It was only later, while walking to the library for a research period, that the quiet awareness fell into place. He wasn’t just noticing Aria. He was looking for her.

The realization startled him, though he tried to act unfazed as he stepped inside the library. The cool air smelled faintly of dust and old paper, and rows of books stretched in neat, familiar lines. He walked toward the science reference corner—and that was when he saw her.

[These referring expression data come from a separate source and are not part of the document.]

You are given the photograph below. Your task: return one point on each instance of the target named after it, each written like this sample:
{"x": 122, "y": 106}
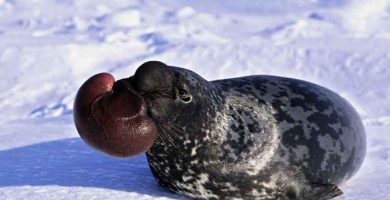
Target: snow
{"x": 49, "y": 48}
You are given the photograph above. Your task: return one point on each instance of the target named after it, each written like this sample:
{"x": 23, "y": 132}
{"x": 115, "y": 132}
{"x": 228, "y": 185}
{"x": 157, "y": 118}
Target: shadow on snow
{"x": 70, "y": 162}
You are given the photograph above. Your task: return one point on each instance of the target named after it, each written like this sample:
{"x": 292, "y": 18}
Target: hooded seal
{"x": 255, "y": 137}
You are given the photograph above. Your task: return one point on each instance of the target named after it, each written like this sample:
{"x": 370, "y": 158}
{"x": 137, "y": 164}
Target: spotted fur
{"x": 257, "y": 137}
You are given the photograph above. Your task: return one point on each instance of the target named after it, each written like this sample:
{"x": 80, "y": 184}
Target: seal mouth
{"x": 111, "y": 117}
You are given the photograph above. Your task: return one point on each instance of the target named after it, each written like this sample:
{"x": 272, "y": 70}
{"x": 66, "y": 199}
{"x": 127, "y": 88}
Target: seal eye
{"x": 185, "y": 96}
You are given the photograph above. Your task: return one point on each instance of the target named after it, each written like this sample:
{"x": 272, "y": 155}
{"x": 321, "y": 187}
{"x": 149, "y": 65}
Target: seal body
{"x": 255, "y": 137}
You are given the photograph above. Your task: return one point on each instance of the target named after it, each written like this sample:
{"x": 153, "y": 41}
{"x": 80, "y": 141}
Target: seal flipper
{"x": 322, "y": 192}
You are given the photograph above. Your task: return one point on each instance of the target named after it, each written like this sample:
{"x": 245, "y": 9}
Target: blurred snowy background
{"x": 48, "y": 48}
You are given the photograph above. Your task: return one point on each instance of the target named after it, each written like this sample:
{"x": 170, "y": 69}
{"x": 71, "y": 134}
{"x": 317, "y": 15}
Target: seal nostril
{"x": 123, "y": 85}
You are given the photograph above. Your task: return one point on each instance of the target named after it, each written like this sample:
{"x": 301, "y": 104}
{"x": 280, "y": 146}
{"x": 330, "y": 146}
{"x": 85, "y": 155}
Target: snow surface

Aria was standing on her toes, tugging at a book wedged between two thick encyclopedias. Her ribbon had loosened, letting strands of hair fall in front of her eyes. She didn’t seem to notice.

Before he could stop himself, Zev stepped forward. “Here, let me,” he said, reaching up and pulling the book free with ease.

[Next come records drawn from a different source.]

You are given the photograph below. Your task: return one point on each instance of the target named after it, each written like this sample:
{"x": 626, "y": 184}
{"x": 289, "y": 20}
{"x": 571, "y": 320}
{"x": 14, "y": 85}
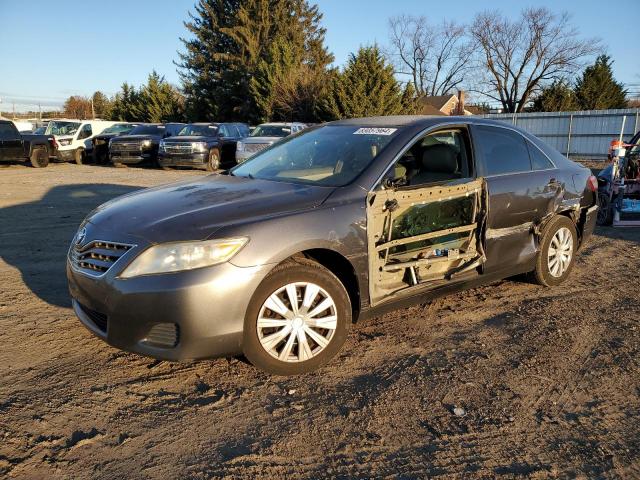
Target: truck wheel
{"x": 39, "y": 158}
{"x": 213, "y": 163}
{"x": 78, "y": 156}
{"x": 557, "y": 254}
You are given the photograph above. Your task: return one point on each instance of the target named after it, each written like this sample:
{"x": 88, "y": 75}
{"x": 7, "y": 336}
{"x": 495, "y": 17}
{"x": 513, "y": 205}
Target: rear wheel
{"x": 213, "y": 162}
{"x": 39, "y": 158}
{"x": 605, "y": 212}
{"x": 298, "y": 319}
{"x": 78, "y": 156}
{"x": 557, "y": 252}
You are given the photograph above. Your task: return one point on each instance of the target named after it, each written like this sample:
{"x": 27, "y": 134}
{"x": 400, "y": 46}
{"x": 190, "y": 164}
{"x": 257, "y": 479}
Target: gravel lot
{"x": 507, "y": 380}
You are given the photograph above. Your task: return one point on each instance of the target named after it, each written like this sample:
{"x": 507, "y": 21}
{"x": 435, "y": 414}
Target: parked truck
{"x": 37, "y": 149}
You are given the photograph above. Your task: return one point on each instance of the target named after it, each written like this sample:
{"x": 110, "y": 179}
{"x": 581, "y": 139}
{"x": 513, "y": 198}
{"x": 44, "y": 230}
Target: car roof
{"x": 416, "y": 121}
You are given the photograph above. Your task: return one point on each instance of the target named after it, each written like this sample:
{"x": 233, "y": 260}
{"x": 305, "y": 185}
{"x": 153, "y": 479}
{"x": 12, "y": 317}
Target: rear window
{"x": 148, "y": 130}
{"x": 199, "y": 131}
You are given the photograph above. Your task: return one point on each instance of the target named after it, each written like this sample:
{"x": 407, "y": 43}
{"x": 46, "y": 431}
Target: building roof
{"x": 437, "y": 101}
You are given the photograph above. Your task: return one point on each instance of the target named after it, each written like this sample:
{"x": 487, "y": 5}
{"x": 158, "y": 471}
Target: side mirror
{"x": 393, "y": 183}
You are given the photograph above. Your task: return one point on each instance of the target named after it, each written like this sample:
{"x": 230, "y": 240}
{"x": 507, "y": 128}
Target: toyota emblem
{"x": 82, "y": 233}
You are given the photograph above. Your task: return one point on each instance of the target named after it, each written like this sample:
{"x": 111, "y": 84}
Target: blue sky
{"x": 50, "y": 50}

She blinked, startled, but then smiled. “Thank you. They stack everything too high in this place.”

He held the book out. “What are you reading?”

“Um… just something about constellations.” She tapped the cover faintly. “I like the stories behind them.”

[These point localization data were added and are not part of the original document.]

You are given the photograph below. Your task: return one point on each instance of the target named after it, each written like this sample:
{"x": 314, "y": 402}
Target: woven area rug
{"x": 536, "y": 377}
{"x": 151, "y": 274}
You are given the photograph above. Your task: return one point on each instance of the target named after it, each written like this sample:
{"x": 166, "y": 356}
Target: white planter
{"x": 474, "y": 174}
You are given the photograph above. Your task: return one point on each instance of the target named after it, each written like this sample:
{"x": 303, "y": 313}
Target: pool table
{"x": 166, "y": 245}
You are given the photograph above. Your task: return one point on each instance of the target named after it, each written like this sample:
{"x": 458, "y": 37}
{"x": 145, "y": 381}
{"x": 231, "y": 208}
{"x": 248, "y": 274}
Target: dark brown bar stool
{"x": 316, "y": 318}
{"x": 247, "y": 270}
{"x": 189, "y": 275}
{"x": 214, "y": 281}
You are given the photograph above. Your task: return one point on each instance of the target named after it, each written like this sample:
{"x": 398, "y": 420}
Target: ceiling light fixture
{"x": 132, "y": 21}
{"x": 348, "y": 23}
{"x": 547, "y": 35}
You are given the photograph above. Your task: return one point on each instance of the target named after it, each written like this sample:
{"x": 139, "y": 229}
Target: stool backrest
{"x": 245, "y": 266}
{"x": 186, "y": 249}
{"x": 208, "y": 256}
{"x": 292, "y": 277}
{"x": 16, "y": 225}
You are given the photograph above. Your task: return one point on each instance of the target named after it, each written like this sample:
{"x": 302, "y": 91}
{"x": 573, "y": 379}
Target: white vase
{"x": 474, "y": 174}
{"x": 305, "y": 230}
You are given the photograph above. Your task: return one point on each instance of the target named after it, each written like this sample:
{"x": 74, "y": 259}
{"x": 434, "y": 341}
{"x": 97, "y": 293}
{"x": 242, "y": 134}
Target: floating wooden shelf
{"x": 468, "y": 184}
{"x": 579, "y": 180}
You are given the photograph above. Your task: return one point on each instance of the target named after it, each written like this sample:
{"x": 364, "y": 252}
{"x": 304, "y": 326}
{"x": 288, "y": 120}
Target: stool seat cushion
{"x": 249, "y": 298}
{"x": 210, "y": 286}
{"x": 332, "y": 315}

Zev nodded, though he wasn’t sure what to say. Something about the moment felt unexpectedly delicate.

Aria flipped the book open to a page with a tiny star chart. “Do you know any of them?”

“Only the obvious ones,” Zev admitted. “The ones teachers force into our heads.”

She laughed softly. Not the bright courtyard laugh he’d heard a week ago—this one was quieter, tangled with the hush of the library. “Well… maybe you’d like this one,” she said, pointing to a constellation shaped like a small, tilted diamond. “This one’s called Lyra. It’s supposed to be a harp.”

“A harp?” Zev asked. “In the sky?”

Aria nodded. “My mom used to tell me the story. It’s about a musician who played so beautifully that even the wind would stop to listen.”

For a moment, Zev didn’t look at the page. He looked at her—at the faint excitement in her eyes, the way she held the book gently, almost protectively. He liked seeing this version of her. Someone with hidden interests, stories she carried quietly.

“Sounds nice,” he said, softer than he intended.

She closed the book and smiled. “It is.”

And then the moment ended, gently, the way library moments always did. She walked toward the checkout counter, and Zev stood still for a few seconds longer than necessary, replaying the curve of her smile in his mind.

Art period came after lunch, usually the most chaotic class of the day. Students flung paintbrushes around, argued over color palettes, and tested the teacher’s patience within minutes. Zev normally didn’t mind; art was relaxing, even if he wasn’t particularly skilled at it.

That day, he sat at his desk sketching half-hearted shapes when he noticed Aria sitting two rows ahead, absorbed in her drawing. She leaned slightly forward, using her pencil with confident, swift movements. Her strokes weren’t hesitant or unsure—they were deliberate.

Curiosity tugged at him before he could resist. During cleanup, as students roamed around chatting, Zev walked past her desk casually. He didn’t mean to look. But his eyes caught a glimpse of her sketch before she shut her notebook.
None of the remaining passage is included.